The Unfinished Puzzle: Why Leaders Must Frame the Work Before Filling the Details

Some habits never leave you. They simply evolve. For me, puzzling has always been one of them—a quiet, obsessive activity that pulls me in completely and refuses to let go until the last piece clicks into place. What began as a childhood pastime has turned into a surprisingly accurate metaphor for how I approach business.

 

As a child, I loved puzzles. Not casually, but completely. Once I started, I couldn’t stop. Walking away from a half-finished puzzle felt wrong—like abandoning a story before the ending was revealed.

I was drawn to the large ones. Thousands of pieces spread across the table, an intimidating mess that slowly turned into order. And I always followed the same approach: find the corners, build the frame, and only then start working inward.

There was also something almost sacred about completion. Once a puzzle was finished, breaking it apart felt like undoing something meaningful. My mother found a solution. She would take a paintbrush, apply wallpaper adhesive over the entire surface, and turn the puzzle into a permanent piece—hung on the wall like artwork. It wasn’t just about finishing; it was about preserving the accomplishment.

That instinct stayed with me.

Recently, my wife and I started a puzzle together. It began as a shared activity, but at some point, she sensibly decided she was done for the evening. I did not share that perspective. I kept going—piece by piece, hour by hour—until early morning, when the final gap was filled.

This time, there was no glue. No preservation. We broke it apart, packed it back into the box, and put it away for another day.

 

Puzzles may seem trivial, but they carry a set of principles that translate almost perfectly into leadership, strategy, and execution.

 

1. Start with the frame before diving into complexity.

The first move is always the same: find the corners, build the edges. Without a frame, the middle is chaos. You don’t know where pieces belong because you don’t know what the boundaries are.

In business, this is strategy. Before solving detailed problems, leaders must define structure—market focus, positioning, roles, goals. Teams that skip this step often work hard but make slow progress.

Clarity at the edges accelerates everything inside.

 

2. Momentum comes from visible progress.

Building the frame creates early wins. Pieces on the edge are definitely easier to identify. It turns a daunting pile into something manageable. That psychological shift matters.

In leadership, breaking large challenges into visible milestones keeps teams engaged. Progress fuels motivation. Without it, even the most capable teams stall.

 

3. Obsession can be both a strength and a risk.

My inability to leave a puzzle unfinished is, in some ways, admirable. It reflects persistence and commitment. But it also reveals a tendency toward over-focus—pushing beyond the point of diminishing returns.

In business, this shows up as over-engineering, over-analysis, or an unwillingness to step away. Leaders must know when to push through—and when to pause.

 

4. Not everything needs to be permanent.

As a child, completed puzzles were preserved. They became artifacts. Today, they go back into the box.

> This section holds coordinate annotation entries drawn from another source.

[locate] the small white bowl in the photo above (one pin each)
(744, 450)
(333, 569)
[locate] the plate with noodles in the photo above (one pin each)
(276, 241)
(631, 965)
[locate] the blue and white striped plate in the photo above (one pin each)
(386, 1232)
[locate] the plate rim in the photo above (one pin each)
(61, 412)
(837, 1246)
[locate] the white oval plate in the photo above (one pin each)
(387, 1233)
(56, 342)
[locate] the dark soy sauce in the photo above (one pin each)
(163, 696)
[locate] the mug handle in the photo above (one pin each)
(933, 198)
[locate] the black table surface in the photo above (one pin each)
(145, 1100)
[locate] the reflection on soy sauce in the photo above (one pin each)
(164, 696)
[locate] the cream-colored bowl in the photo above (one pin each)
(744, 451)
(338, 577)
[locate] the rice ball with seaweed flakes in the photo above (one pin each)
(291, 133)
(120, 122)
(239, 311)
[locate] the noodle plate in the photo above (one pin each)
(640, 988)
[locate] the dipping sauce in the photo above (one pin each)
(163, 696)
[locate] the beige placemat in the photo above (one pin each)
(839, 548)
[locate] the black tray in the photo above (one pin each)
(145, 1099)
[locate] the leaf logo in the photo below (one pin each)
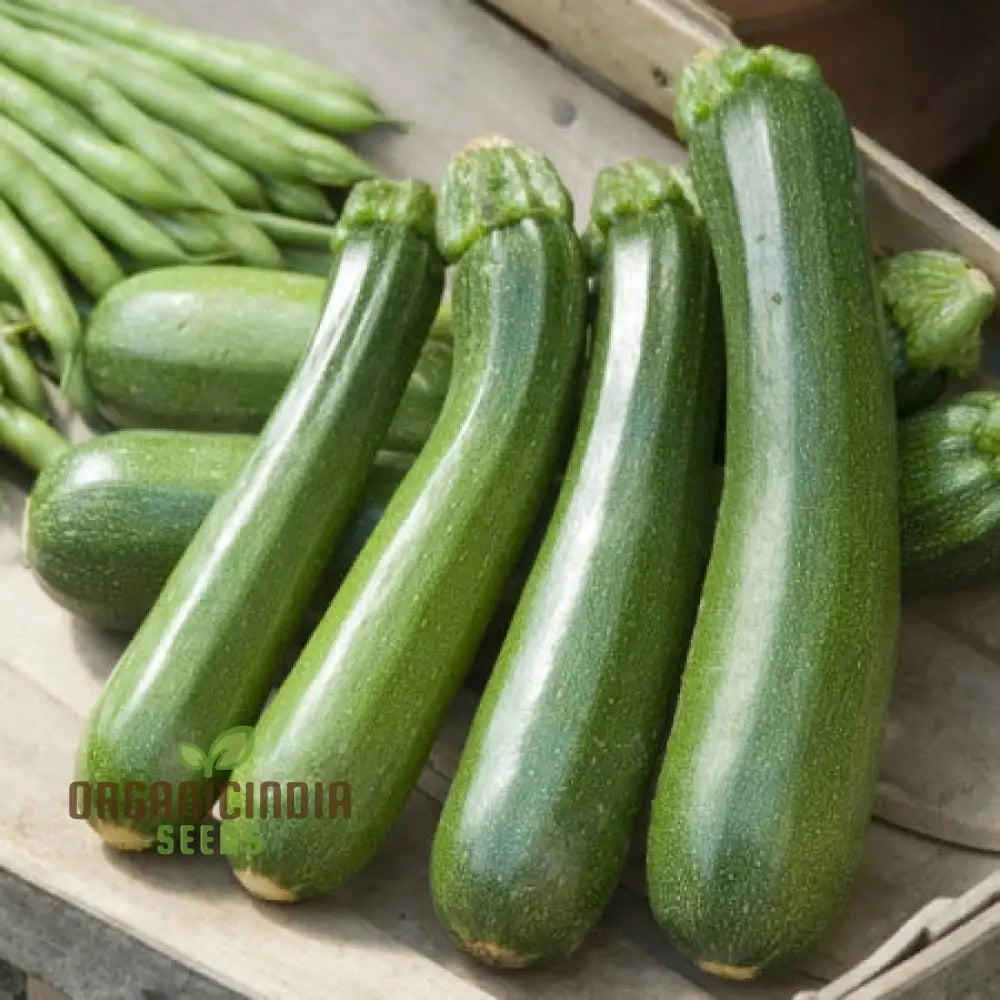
(229, 749)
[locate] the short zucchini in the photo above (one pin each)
(562, 748)
(203, 659)
(949, 497)
(937, 303)
(763, 802)
(365, 700)
(213, 348)
(109, 519)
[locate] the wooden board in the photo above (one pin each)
(103, 926)
(641, 46)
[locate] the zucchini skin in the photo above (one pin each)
(949, 499)
(213, 349)
(203, 659)
(536, 826)
(763, 802)
(109, 520)
(365, 700)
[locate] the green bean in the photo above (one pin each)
(288, 232)
(277, 79)
(196, 233)
(251, 244)
(325, 160)
(58, 227)
(72, 78)
(40, 288)
(307, 261)
(120, 169)
(162, 69)
(106, 214)
(29, 438)
(239, 184)
(299, 199)
(18, 374)
(31, 53)
(202, 118)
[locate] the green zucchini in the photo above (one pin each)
(366, 698)
(763, 802)
(213, 348)
(937, 302)
(561, 751)
(202, 660)
(949, 501)
(109, 519)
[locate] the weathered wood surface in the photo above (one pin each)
(641, 46)
(104, 926)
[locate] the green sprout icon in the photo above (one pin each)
(229, 749)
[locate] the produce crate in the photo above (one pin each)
(103, 926)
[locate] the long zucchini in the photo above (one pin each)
(202, 661)
(109, 519)
(563, 745)
(364, 702)
(213, 348)
(763, 802)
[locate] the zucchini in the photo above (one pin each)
(937, 302)
(213, 348)
(949, 501)
(562, 748)
(202, 660)
(109, 519)
(366, 698)
(763, 802)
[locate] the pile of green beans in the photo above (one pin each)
(127, 143)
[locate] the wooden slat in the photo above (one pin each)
(458, 72)
(641, 46)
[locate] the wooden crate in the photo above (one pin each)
(103, 926)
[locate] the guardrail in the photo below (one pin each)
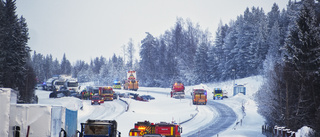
(277, 131)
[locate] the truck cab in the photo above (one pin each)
(106, 93)
(199, 96)
(96, 99)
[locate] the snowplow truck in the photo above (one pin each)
(199, 96)
(106, 93)
(177, 90)
(131, 83)
(99, 128)
(146, 128)
(217, 94)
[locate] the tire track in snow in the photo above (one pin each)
(226, 117)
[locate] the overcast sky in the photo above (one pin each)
(85, 29)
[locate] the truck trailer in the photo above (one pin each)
(99, 128)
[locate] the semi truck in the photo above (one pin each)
(106, 93)
(72, 84)
(199, 96)
(131, 83)
(163, 128)
(177, 90)
(99, 128)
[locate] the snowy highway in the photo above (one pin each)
(224, 119)
(217, 117)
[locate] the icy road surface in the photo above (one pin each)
(208, 120)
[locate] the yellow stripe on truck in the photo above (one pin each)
(171, 130)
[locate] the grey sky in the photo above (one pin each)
(85, 29)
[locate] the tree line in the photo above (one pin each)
(16, 71)
(290, 95)
(282, 45)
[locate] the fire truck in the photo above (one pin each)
(106, 93)
(199, 96)
(177, 90)
(131, 83)
(217, 94)
(162, 128)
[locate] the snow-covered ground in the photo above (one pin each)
(167, 109)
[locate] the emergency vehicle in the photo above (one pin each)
(177, 90)
(217, 94)
(199, 96)
(116, 84)
(162, 128)
(106, 93)
(96, 99)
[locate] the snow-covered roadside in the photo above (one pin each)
(167, 109)
(249, 122)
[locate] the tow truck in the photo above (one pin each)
(145, 129)
(177, 90)
(99, 128)
(199, 96)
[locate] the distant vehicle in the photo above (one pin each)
(217, 94)
(96, 99)
(117, 84)
(106, 93)
(177, 90)
(71, 84)
(199, 96)
(49, 83)
(147, 97)
(99, 128)
(239, 89)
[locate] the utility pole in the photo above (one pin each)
(234, 77)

That shift mirrors something important in business. Not every success needs to be institutionalized. Some projects are meant to be completed, learned from, and then dismantled—making space for the next challenge.

Progress often requires letting go.

 

5. Great work is often solitary—even when it starts collaboratively.

Starting the puzzle with my wife was enjoyable. Finishing it alone was inevitable. Some parts of the journey require individual focus.

Leadership carries a similar dynamic. Collaboration defines the beginning and the direction, but execution—especially at critical moments—often requires solitary decision-making and accountability.

 

6. Pattern recognition is a learned advantage.

The more puzzles you complete, the faster you recognize shapes, colors, and patterns. What once felt random becomes familiar.

In business, experience builds the same capability. Leaders who have seen patterns before—market shifts, hiring mistakes, growth bottlenecks—can navigate complexity more efficiently.

 

Looking back, puzzles were never just about filling time. They were about structure, persistence, and the quiet satisfaction of bringing order to chaos. Today, whether I’m building a company, solving a strategic problem, or guiding a team, I still think in pieces. Start with the frame. Find the edges. Build inward.

And occasionally, accept that once the picture is complete, it’s okay to take it apart—and begin again.